For his many tech friends it was far more interesting to read of the long battles but final victory with the hospital WiFi system. For some unknown reason it has a policy of dropping the connection after 20 minutes and making the user re-authenticate – this drove Brendan mad and after many failed attempts trying to find the network administrator in the hospital he decided to work on his own fix. And of course he succeeded. To be honest I found it hard to follow it but he seemed to have setup a VPN that would connect from his laptop to his network at home and was able to automatically re-authenticate the hospital connection and from that he used his home UPC connection to get out to the world giving him proper broadband at last. Again, if you don’t follow this somebody will explain later!
It’s important to note, however, that despite the odd Internet setup and the bloody awful food Brendan received great care in St Vincent’s and the Doctors and in particular the nurses, provided great support and friendship throughout his time there. In fact many of them started following the blog to find out what he was writing about them. Our health service has its problems but the care they offered was excellent and I thank them for that.
Brendan’s most cherished role in life was that of father to Patrick and Eoin. He was a patient and loving father to his boys. He loved teaching them, playing with them and being a father to them. And even as ill as he was he made sure he didn’t miss Patrick’s performance in the school play.

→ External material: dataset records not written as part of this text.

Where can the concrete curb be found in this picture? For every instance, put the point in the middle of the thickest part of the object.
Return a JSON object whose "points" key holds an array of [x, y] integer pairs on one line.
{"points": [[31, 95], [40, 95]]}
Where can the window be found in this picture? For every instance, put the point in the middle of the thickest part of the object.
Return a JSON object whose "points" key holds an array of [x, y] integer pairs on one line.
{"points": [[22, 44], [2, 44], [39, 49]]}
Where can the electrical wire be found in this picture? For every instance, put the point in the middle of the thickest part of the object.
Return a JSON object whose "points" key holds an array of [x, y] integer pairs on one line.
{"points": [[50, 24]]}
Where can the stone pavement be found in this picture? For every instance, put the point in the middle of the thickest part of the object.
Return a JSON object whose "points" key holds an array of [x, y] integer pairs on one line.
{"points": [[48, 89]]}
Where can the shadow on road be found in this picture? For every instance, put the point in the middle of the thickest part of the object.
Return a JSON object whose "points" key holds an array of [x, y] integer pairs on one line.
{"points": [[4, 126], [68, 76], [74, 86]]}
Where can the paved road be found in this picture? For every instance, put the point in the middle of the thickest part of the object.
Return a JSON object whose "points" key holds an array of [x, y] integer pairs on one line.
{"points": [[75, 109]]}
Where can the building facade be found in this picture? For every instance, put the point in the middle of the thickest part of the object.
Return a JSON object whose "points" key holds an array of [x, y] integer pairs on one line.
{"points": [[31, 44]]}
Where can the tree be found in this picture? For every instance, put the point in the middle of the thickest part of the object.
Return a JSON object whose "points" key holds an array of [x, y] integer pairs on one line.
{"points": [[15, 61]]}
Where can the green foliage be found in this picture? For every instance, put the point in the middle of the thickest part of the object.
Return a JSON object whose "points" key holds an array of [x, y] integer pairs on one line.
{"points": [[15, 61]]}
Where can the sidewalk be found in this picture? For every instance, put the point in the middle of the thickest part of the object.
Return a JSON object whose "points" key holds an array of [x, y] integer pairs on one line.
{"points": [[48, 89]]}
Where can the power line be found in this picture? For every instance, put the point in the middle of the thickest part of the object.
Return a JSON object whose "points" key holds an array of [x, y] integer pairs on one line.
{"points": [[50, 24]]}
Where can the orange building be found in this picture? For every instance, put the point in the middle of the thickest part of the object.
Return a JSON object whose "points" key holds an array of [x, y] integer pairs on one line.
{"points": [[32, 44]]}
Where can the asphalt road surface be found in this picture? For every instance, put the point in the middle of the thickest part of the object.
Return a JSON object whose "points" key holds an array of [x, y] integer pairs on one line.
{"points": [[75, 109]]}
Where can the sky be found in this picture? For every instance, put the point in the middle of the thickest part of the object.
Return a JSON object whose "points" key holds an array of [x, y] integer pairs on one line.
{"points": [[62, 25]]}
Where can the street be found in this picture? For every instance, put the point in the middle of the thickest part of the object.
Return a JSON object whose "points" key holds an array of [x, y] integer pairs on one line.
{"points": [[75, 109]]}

As time passed and Brendan did not seem to be reacting to the treatment things became hard to deal with as the inevitability of the outcome became clearer. Visits to him in hospital remained good – we had an unspoken rule that we never discussed the illness and instead spent our time on technology (he’s not convinced that Google Plus is going to make it, but naturally had an invite before anyone else I knew), on education and telling bad jokes.
And then things started to go badly wrong. Brendan could no longer update the blog and in one of the final posts that Elana titled “Nothing funny here” we all knew his time was close. In the hospital I got to meet his wonderful aunts, Helen, Mary and Sheelah, who have provided so much support over the last months and his neighbours who were there for him too. We got to sit with him and we held his hand and on Tuesday with Elana at his side he left us.
And she let her friends know with her perfectly worded post:
“My beautiful, smart, funny, geeky, blue-eyed, bearded, amazing husband died last night with me and two of his aunts holding him.”
On Thursday after a glass of Brendan’s favourite wine in the local wine bar in Glasthule with Elana and family and friends we walked back to the house and I chatted with her outside and it was truly heartening to see the outpouring of support from their neighbours. Plates of food and bottles of wine from all directions, offers of accommodation – the house across the street has been taken over completely – were fantastic and I think they really helped Elana and the boys.
In the online world the tributes poured in too – with hundreds of messages on the blog, on Facebook and on Twitter. Many of those messages were from people who had never met Brendan and had simply started following his story through the blog.
And now that Brendan has gone to the next social network we have to say farewell to our friend.
Brendan was a great Irishman, a great American, a great hacker, a great friend, a great father and a great husband. We will all miss his gentle smile.